Bref, traduire le livre de Wayne Price me paraît une excellente chose mais faire connaître les idées de Marx ne devrait pas être le prétexte d’évacuer deux choses :

1. L’apport de Proudhon dans l’analyse économique, à la fois du point de vue de la méthode d’exposition que des concepts auxquels il se réfère. Sur l’un comme sur l’autre, Proudhon a innové et a devancé Marx de 20 ans. Un peu d’auto-publicité en passant, j’explique tout ça dans le tome Ier de mon bouquin sur Proudhon: Études proudhoniennes : L'économie politique (éditions du Monde Libertaire).
2. L’apport de Christian Cornelissen qui a écrit un monumental Traité général de science économique en 6 volumes, dans les années 1920-1930, et qui devrait ôter tout complexe d’infériorité aux anarchistes sur cette question.

Christian Cornelissen (1864-1942), hollandais (voir sa biographie sur http://www.pelloutier.net/glossaire/detail.php?id=2)

Je recommande en particulier sa Théorie de la Valeur, destinée à contester la théorie de la valeur des économistes classiques, mais aussi celle de Marx.

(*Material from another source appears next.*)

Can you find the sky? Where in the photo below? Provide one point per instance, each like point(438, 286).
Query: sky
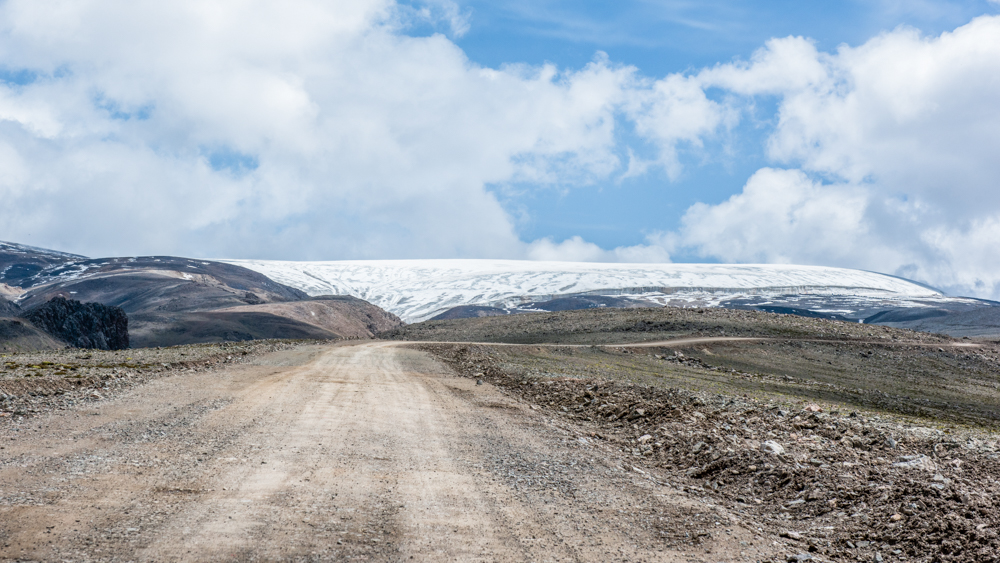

On peut trouver la Théorie de la Valeur de Cornelissen sur http://monde-nouveau.net/spip.php?rubrique40

Traité général de science économique, Paris, Marcel Giard, 1926- (Bibliothèque internationale d’économie politique).

Tome 1 : Théorie de la valeur avec une réfutation des théories de Rodbertus et Karl Marx, Walras, Stanley Jevons et Boehm-Bawerk, 2e éd. réimprimée, 1926, XI-476 p.
Tome 2 : Théorie du salaire et du travail salarié, 1933, 2e éd. entièrement revue, 724 p.
Tome 3 : Théorie du capital et du profit, 1926, 2 vol., 466-662 p.
Tome 4 : Théorie de la rente foncière et du prix des terres, 1930, 380 p.

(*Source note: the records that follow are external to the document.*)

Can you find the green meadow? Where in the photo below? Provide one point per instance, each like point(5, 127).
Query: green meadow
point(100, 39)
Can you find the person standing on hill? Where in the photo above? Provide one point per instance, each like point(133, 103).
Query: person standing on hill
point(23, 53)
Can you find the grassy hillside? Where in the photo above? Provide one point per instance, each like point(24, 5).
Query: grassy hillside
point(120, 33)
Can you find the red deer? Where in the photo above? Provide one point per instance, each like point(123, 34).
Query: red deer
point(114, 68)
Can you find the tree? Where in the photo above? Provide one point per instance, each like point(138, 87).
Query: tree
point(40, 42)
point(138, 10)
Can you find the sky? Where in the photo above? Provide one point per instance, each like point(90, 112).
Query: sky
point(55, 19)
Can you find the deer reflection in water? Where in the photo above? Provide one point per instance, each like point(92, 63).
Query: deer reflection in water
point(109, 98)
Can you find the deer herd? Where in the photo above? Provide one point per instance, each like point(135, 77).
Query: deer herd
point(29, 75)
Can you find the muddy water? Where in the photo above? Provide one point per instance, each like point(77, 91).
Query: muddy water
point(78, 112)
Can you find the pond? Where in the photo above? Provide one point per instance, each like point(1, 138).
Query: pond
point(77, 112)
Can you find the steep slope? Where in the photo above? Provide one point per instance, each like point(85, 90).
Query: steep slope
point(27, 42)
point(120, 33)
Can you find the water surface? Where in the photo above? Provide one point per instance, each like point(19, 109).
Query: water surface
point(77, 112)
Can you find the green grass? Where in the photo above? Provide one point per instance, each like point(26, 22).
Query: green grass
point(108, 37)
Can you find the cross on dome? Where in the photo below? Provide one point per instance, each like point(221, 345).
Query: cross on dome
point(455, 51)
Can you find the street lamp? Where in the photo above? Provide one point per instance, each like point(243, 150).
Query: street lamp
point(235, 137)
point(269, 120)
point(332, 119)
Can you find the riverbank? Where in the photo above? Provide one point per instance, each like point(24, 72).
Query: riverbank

Bien entendu, très peu d’anarchistes connaissent ces œuvres économiques parce qu’elles n’ont pas été rééditées depuis des lustres.
Je me souviens que Gaston Leval parlait souvent du travail économique de Cornelissen.

Amicalement
René
René
 
Messages: 76
Enregistré le: 03 Aoû 2011, 18:49

Re: L'économie de Marx pour les anarchistes (Wayne Price)

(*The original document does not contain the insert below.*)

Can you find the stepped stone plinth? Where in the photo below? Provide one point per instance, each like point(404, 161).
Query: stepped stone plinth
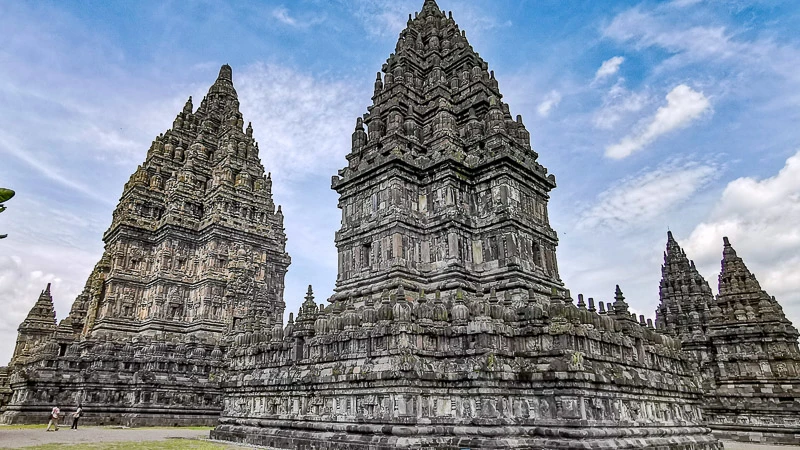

Messagede Floran Palin » 09 Déc 2015, 01:15

Merci pour ce commentaire passionnant et instructif.

Quelques remarques :
-Les lecteurs du Capital, parfois critiques de Marx, se réfèrent souvent au livre I, seul livre achevé par Marx, mais occultent parfois ses analyses dans les livres II et III, dans le chapitre inédit et dans son ouvrage sur les crises du capitalisme (publié il y a quelques années avec une préface de Bensaïd), mais aussi parfois les textes intitulés "critique de l'économie politique" (dont Grundrisse).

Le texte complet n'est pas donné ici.